"You shall know the truth, and the truth shall make you odd." ~Flannery O'Connor

Sunday, October 09, 2005

The embarassment of privacy jurisprudence

I had meant to comment on this topic when John Roberts was confirmed as Chief Justice of the U.S. Supreme Court . But somehow I got sidetracked into a less short-term theological debate. So I thought I'd post now before I dash off to work.

Most literate Americans know that the Supreme Court's 1973 Roe v Wade decision struck down remaining state anti-abortion laws by appealing to a constitutional right to "privacy." Having been tutored on the issue by fellow Catholic Prof. Robert George of Princeton, for whom I once TA'd, I came to realize that the legal genesis of that appeal is not only bunkum but also known to be such by the most of those whose business is to study such matters. Thus on the occasion of Justice Roberts' confirmation, Robbie George wrote that
The Supreme Court's "privacy jurisprudence" began in 1965, in Griswold v. Connecticut. By a vote of 7 to 2, the justices invalidated a state law forbidding the use of contraceptives by married couples. (Laws of this sort had been on the books for decades, though they were rarely if ever enforced and most had been repealed by legislatures.) Lacking a textual or historical warrant for invalidating the law, Justice William O. Douglas, writing for the majority, claimed to find a "right of marital privacy" in "penumbras, formed by emanations" from a range of constitutional guarantees, none of which had anything to do with sexual conduct.

Douglas's quasi-metaphysical language elicited derision, and to this day remains an embarrassment to liberal constitutional jurisprudence. The justices would have done better to take the dissenting advice of Hugo Black, the court's leading civil libertarian. Black said that although he didn't like the law, the court was usurping the constitutional authority of legislatures by simply inventing a right that the nation's founders had not seen fit to enshrine.

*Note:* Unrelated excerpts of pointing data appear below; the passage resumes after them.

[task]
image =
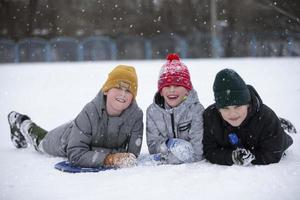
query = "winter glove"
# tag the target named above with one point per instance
(120, 160)
(242, 157)
(179, 150)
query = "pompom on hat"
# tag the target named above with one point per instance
(230, 89)
(174, 72)
(122, 76)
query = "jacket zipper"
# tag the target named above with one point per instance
(173, 125)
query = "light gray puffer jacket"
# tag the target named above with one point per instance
(184, 121)
(88, 139)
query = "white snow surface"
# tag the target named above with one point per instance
(53, 93)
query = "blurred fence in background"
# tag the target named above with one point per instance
(196, 45)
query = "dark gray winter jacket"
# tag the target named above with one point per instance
(88, 139)
(184, 121)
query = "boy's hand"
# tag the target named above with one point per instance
(242, 157)
(120, 160)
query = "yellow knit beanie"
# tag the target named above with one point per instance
(120, 76)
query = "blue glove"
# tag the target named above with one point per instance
(242, 157)
(180, 149)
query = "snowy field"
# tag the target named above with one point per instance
(52, 94)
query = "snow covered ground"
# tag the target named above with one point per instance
(55, 93)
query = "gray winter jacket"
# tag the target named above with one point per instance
(88, 139)
(184, 121)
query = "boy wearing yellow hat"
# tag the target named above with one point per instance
(107, 132)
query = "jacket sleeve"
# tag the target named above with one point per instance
(212, 151)
(79, 151)
(156, 141)
(196, 132)
(136, 138)
(272, 142)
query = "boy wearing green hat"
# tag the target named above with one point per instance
(238, 128)
(107, 132)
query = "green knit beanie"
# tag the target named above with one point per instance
(230, 89)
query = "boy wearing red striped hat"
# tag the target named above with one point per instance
(174, 127)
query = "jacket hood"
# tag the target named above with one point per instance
(256, 102)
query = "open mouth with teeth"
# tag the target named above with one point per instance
(172, 97)
(121, 100)
(234, 119)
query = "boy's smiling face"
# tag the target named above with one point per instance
(174, 95)
(118, 99)
(234, 115)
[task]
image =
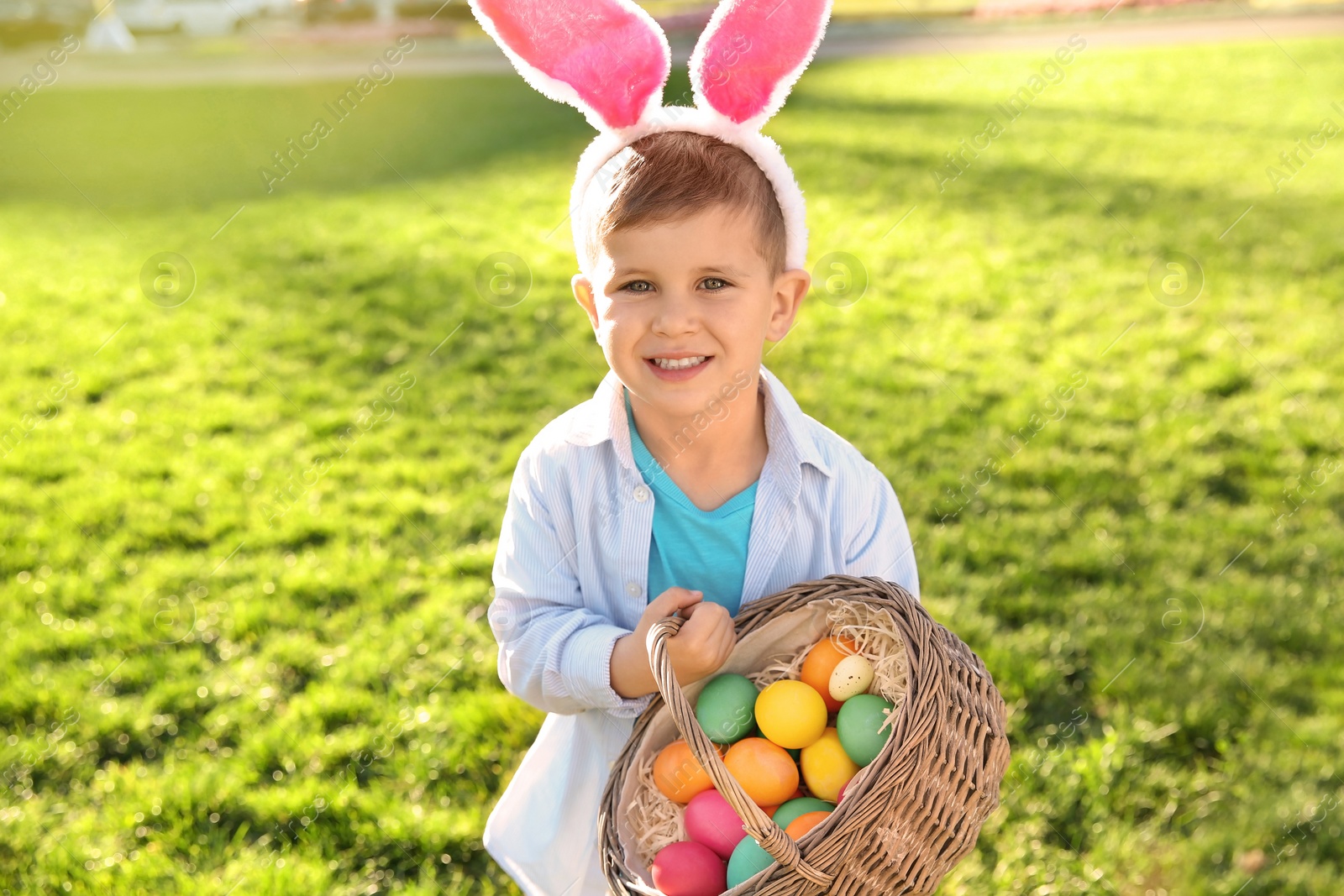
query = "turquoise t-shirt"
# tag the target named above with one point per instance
(694, 548)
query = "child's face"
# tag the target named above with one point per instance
(696, 286)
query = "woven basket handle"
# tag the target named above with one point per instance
(759, 825)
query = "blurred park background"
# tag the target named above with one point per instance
(261, 405)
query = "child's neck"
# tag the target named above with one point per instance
(712, 464)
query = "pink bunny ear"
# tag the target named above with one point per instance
(608, 58)
(753, 51)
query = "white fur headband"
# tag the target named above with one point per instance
(611, 60)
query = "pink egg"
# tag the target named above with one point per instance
(690, 869)
(711, 821)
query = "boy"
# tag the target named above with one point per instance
(691, 483)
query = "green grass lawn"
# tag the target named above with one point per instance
(206, 688)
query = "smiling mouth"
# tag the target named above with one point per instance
(678, 363)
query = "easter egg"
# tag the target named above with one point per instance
(725, 708)
(785, 815)
(820, 663)
(826, 766)
(806, 822)
(711, 821)
(851, 678)
(678, 774)
(790, 714)
(748, 859)
(764, 768)
(770, 810)
(689, 868)
(858, 725)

Griswold was controversial in legal academic circles, where some worried about where the court would go once it liberated itself from text and history. (Earlier forays of this sort - as when the court in 1905 struck down state worker-protection statutes - had not produced happy results.) But with anti-contraception laws unpopular, the ruling produced no public outcry, and the court relished its expanded role. In 1972 it extended what began as a right of marital privacy to unmarried people. And in 1973 the justices handed down Roe v. Wade, striking down state abortion laws nationwide.


The Roe decision met not only with academic criticism - some of the sharpest coming from liberal scholars like Archibald Cox and John Hart Ely - but also with resistance from people who opposed abortion as a form of prenatal homicide. Although Justice Harry Blackmun, in the majority opinion, dispensed with the metaphysics of penumbras and emanations, he could not identify a compelling constitutional grounding for the right to abortion. He simply declared that the words "nor shall any state deprive any person of life, liberty, or property, without due process of law," in the Fourteenth Amendment, were "broad enough to encompass a woman's decision whether or not to terminate her pregnancy."

What Blackmun never told us, and couldn't tell us, is why the due process clause— which on its face is concerned with procedural matters—should be interpreted in this sweeping way. On what constitutional basis can we say that abortion is protected by "due process" but a right to assisted suicide - unanimously rejected by the court in 1997 - is not? Why is sodomy protected and prostitution unprotected? Why does the right to privacy not extend to polygamy or the use of recreational drugs?

Clearly, it is not the Constitution that accounts for the outcomes in the court's "privacy" cases; it is simply the moral and political opinions of the justices. The nation will be fortunate if Judge Roberts understands that the result of the court's invention of a generalized right to privacy has been 40 years of unprincipled—and unpredictable—constitutional law.


Indeed. "Penumbras and emanations" are only intellectual figleaves for raw will-to-power. The victims are conceived children who are never given the chance to be born. Let's hope John Roberts understands that well enough not to let stare decisis reign supreme—just as the Supreme Court, in 1954, did not invoke stare decisis to permit continued school segregation.